Why Answering These Normal Parenting Questions Is So Difficult for Me


“Do you have any children?”

“How many children do you have?”

“Is she your only?”

“Is she your oldest?”

These all seem like simple and normal questions. However, when you’ve lost a child, these questions can be uncomfortable and gut-wrenching.

I remember the first time I was ever asked this question. It was a month after my son Robby had passed away, and I was out getting my bangs trimmed. I’d never been asked this question before, but yet here it was, and it blindsided me, and I felt like I’d been hit in the chest when the lady doing my hair so very innocently asked me
“Do you have any children?”

I just sat there for a few moments before answering through streams of tears that yes, “I had one child, but he had died.” She told me she was sorry, and then quickly finished my bang trim, and I left.

After my daughter Ellie was born it made the question a little bit more difficult to answer because there were so many variations of the questions that could be asked. However, whenever it came up I managed to stumble through my response saying I have a daughter and I had a son but that he was gone.

Then one day, it happened. I was in a rush trying to buy some socks for Ellie at the mall. I was stressed out about something, I can’t remember what now, and the sales lady was trying to chit chat with me. Next thing I knew, she asked me if Ellie was my only child, and before I could stop and think, the word “yes” slipped right out of my mouth. I felt like such a terrible mother and person at that moment, and for days afterwards I beat myself up. I felt as if I’d let my son down or had pretended as if he didn’t exist. It took me a long time to realize that it was OK. I was not denying his existence; I was just trying to get through that exact moment.

I now have standard answers for these questions, and I’m not ashamed to admit I did spend a lot of time practicing these out loud.

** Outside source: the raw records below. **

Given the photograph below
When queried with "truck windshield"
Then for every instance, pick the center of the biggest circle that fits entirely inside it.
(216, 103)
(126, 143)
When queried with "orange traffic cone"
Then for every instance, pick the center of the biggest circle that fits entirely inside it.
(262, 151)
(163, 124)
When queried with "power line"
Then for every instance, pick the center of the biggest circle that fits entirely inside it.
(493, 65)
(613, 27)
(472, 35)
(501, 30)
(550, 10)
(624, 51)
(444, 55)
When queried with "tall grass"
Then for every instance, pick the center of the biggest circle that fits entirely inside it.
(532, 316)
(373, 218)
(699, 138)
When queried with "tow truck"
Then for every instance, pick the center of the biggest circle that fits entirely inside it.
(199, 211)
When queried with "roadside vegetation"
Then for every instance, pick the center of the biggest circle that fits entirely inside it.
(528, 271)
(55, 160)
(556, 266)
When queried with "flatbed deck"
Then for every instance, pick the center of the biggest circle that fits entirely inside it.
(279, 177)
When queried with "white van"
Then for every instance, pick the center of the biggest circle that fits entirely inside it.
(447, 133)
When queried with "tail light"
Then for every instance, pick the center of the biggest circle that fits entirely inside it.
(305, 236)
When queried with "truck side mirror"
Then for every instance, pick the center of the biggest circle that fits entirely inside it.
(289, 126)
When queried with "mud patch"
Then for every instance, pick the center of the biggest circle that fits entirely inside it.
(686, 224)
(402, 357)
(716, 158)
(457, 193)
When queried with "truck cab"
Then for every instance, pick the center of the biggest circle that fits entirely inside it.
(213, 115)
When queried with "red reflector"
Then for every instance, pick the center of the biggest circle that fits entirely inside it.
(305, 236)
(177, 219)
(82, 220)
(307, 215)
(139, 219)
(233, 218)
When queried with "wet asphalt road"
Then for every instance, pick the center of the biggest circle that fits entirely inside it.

These questions almost four years later are still uncomfortable, and they still take me off guard. However, they’re not just uncomfortable for me; they’re uncomfortable for the person who asks the question as well. I get all different kinds of responses from obvious discomfort to looks of pity. I don’t mean to make others around me uncomfortable or sad, but this is my life. The fact is, I have two children, one in heaven and one here in my arms.